Locked into the narrow parameters of our own personal experience, it’s often a challenge to recognize that our household of origin might not have provided the best early environment for optimal brain growth and connectivity. Yes, most of our parents did the absolute best they could, often under very challenging circumstances, but it’s what they didn’t do, and didn’t know to do, that we can learn and apply as adults. As a result, we can offer our own kids greater possibilities for changing things up for the better.
Latch Thee onto a Mentor
Recognizing the power of being mentored in my own life, I’ve been mentoring carpenters and psychology graduate students for the last 25 years. British creativity expert, Ken Robinson, identifies the four elements of mentoring that I’ve been providing my students during this time. The first is recognition. Being seen repeatedly and accurately in a positive light by smart, kind, caring people in our lives makes a variety of the modules in our brains light up. As a Leo, I can attest to this from personal experience. 🙂
The next mentoring element: encouragement. Mentors are essential for inspiring us to take heart when we inevitably begin to lose it, especially when we’re aiming at complex accomplishments or taking on new and difficult learning. This was certainly true more often than not for many of the people profiled in The Person Who Changed my Life: Prominent Americans Recall Their Mentors. (What they failed to capitalize upon however, is the possibility of being their own virtual mentor by constructing a personal Digital Avatar!).

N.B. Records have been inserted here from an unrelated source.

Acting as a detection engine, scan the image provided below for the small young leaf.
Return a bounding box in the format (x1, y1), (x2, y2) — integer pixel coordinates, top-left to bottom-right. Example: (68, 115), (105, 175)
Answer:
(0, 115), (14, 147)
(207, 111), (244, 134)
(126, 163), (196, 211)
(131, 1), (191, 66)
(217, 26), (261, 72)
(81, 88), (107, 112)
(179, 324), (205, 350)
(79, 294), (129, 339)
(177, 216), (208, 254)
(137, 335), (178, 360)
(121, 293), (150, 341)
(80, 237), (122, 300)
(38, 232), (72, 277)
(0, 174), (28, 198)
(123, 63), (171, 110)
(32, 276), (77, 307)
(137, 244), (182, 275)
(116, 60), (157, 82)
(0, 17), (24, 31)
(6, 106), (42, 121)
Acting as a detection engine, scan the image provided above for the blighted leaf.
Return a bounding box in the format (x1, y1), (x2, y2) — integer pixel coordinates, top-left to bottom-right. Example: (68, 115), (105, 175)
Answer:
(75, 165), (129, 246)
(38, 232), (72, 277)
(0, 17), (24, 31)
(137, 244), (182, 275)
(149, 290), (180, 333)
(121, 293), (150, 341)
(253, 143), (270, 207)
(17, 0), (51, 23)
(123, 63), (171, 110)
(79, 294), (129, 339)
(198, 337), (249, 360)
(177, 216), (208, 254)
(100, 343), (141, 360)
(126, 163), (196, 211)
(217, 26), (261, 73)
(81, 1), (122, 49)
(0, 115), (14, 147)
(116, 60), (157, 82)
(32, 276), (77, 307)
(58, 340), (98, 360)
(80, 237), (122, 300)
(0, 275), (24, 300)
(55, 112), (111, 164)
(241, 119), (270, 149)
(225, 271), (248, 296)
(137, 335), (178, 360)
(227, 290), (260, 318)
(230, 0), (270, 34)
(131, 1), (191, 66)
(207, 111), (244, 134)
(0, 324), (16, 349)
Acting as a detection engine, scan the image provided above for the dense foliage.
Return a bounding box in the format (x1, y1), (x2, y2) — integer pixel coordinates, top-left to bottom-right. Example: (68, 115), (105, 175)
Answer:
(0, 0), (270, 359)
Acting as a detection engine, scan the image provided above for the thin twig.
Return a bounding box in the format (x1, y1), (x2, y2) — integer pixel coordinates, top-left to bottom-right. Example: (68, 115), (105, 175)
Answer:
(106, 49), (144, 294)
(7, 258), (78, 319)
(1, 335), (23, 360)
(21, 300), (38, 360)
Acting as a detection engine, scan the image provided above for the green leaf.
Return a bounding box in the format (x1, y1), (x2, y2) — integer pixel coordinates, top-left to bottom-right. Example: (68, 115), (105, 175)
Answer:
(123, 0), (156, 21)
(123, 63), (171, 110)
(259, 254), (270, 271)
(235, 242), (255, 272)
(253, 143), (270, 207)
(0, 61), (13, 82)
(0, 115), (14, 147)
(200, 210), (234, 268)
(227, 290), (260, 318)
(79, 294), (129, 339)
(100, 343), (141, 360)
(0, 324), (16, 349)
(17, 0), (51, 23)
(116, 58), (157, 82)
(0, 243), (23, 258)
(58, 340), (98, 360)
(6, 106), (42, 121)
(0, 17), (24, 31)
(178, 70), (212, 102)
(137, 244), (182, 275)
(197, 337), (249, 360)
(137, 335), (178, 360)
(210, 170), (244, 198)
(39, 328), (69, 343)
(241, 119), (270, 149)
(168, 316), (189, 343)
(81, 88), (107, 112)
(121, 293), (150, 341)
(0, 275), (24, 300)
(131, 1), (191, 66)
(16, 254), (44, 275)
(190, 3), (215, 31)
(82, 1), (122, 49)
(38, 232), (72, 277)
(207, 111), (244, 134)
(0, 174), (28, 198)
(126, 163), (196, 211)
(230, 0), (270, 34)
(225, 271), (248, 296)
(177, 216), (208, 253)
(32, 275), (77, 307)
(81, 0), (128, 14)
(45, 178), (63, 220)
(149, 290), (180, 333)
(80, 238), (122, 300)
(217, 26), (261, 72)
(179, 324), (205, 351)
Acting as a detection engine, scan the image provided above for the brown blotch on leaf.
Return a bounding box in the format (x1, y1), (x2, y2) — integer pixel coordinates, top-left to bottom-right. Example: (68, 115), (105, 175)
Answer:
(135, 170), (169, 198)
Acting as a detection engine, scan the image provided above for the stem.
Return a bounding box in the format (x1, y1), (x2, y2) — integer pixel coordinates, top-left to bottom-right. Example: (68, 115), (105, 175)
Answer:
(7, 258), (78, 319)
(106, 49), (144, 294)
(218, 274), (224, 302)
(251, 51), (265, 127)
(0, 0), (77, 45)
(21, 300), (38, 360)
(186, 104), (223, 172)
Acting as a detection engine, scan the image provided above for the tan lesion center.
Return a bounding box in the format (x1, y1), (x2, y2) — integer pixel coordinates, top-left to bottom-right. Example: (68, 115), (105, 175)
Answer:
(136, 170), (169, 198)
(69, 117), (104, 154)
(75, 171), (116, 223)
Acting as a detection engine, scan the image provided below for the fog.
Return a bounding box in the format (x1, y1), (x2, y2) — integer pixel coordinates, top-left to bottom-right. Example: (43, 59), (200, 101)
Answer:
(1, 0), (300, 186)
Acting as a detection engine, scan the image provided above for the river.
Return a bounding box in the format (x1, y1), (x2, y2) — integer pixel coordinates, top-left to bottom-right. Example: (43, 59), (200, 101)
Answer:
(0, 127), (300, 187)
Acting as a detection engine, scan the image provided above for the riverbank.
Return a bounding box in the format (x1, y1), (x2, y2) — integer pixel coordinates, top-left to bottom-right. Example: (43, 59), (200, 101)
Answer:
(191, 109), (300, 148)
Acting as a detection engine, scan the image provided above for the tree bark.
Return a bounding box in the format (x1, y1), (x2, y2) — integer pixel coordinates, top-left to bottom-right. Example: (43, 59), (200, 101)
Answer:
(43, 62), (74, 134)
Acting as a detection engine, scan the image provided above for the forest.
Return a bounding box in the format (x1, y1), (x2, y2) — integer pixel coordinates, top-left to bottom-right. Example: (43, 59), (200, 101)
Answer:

Together with encouragement, the third element often comes simultaneously into play – facilitation. When the going gets tough, it’s more than a little helpful to have someone skilled and knowledgeable who can calm the waters or provide clear, accurate direction.
Finally, a skilled mentor encourages stretching. After all, the 10,000 hours average that K. Anders Erickson determined it takes to become an expert in any field doesn’t show up from simply doing the same easy things over and over. No. Expertise comes about from growing new neurons and connections that result from addressing and resolving conflicts, and receiving skilled instruction and unfailing support that shows us how to improve those areas where we perform poorly. Think Shaun White, the Flying Tomato, working to perfect the ” Double McTwist 1260″ on the snowboard. Think too, that it is these four elements, as a part of the Golden Rule of Social Neuroscience, that worked these last two weeks to bring home a record number of medals in this year’s Winter Olympics.